Se da un lato questa crescita è fisiologica, dall’altro si finisce col trasformare un “fenomeno sociale” in un “allarme sociale”, scandito dai giudizi talvolta impietosi di schiere d’opinionisti sempre più estranei alla montagna, dall’invocazione di divieti, regole e sanzioni. Una situazione che è strettamente collegata al tema delle libertà e che rischia di condurre a conseguenze negative per tutti.
Anche gli appassionati “tradizionali” di montagna, che utilizzano i social media, sono diventati parte di questo meccanismo e si sono adagiati alla necessità di una comunicazione maggiormente basata sull’immagine.
“Storie” e “reel” hanno sostituito la narrazione, la condivisione delle emozioni attraverso le parole, con la scusa che i social non sono fatti per dilungarsi nella scrittura. Ci si sofferma all’impatto visivo, all’apparenza, spesso ricorrendo a fotografie che non hanno neppure più un gran valore semantico. Certamente lo scopo è di procurare il consenso immediato di amici virtuali.
Una certa resistenza culturale è offerta dai web journal di montagna e dai blog, che si sono inseriti nel vuoto editoriale cartaceo, continuando a puntare sulla competenza e proponendo contenuti di altissima qualità. Vi è poi il fenomeno delle “community alpinistiche”, piattaforme di utile scambio d’informazioni – in tempo quasi reale – sulle condizioni delle vie in montagna, del ghiaccio, della neve, dove però è necessario creare una progressiva rete di fiducia con chi sta dall’altra parte di uno sconosciuto nickname e senza che questo tipo d’informazione si sostituisca del tutto alla necessaria valutazione personale.

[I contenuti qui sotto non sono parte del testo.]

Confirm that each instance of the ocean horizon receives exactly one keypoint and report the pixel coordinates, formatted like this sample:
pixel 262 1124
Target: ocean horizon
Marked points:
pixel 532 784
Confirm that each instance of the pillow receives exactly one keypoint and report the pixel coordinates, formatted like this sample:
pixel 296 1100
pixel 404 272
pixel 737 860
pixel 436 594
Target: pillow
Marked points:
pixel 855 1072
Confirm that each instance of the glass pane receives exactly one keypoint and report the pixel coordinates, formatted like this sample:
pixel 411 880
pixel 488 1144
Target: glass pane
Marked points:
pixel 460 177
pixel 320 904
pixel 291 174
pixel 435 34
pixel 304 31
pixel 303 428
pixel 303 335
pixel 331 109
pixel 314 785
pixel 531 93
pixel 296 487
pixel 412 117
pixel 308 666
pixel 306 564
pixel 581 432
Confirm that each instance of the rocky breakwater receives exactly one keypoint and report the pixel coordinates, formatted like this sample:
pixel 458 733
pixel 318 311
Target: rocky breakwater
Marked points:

Quale ruolo per il G.I.S.M. - Gruppo Italiano Scrittori di Montagna - in un mondo in così continua evoluzione?
Da sempre il nostro gruppo, più di qualsiasi altra associazione o istituzione alpina, ha fatto del racconto della montagna il perno centrale della sua esistenza, nel segno di un ideale e nella convinzione che la conoscenza sia il cardine di ogni processo evolutivo.
Il nostro compito è continuare a farlo essendo i protagonisti e i promotori di una comunicazione “etica”. Non solo affrontando i temi a noi cari e le sfide cui saremo chiamati a rispondere con competenza ma promuovendo un “rinascimento alpino”, contro ogni tentativo di banalizzare la montagna, di trasformarla in un mondo senza ideali e asservito alle logiche del mercato.
Una dimensione in cui si fa largo la rissa mediatica ed è in incubazione la tentazione del controllo e della “norma”. L’annuario “Montagna”, che oso definire una rivista di cultura alpina a tutto tondo, è la sintesi di questa volontà di accettare la sfida dei nostri tempi forti dei solidi ideali del passato.
Laddove si sentirà il bisogno di raccontare la montagna, il G.I.S.M. ci sarà.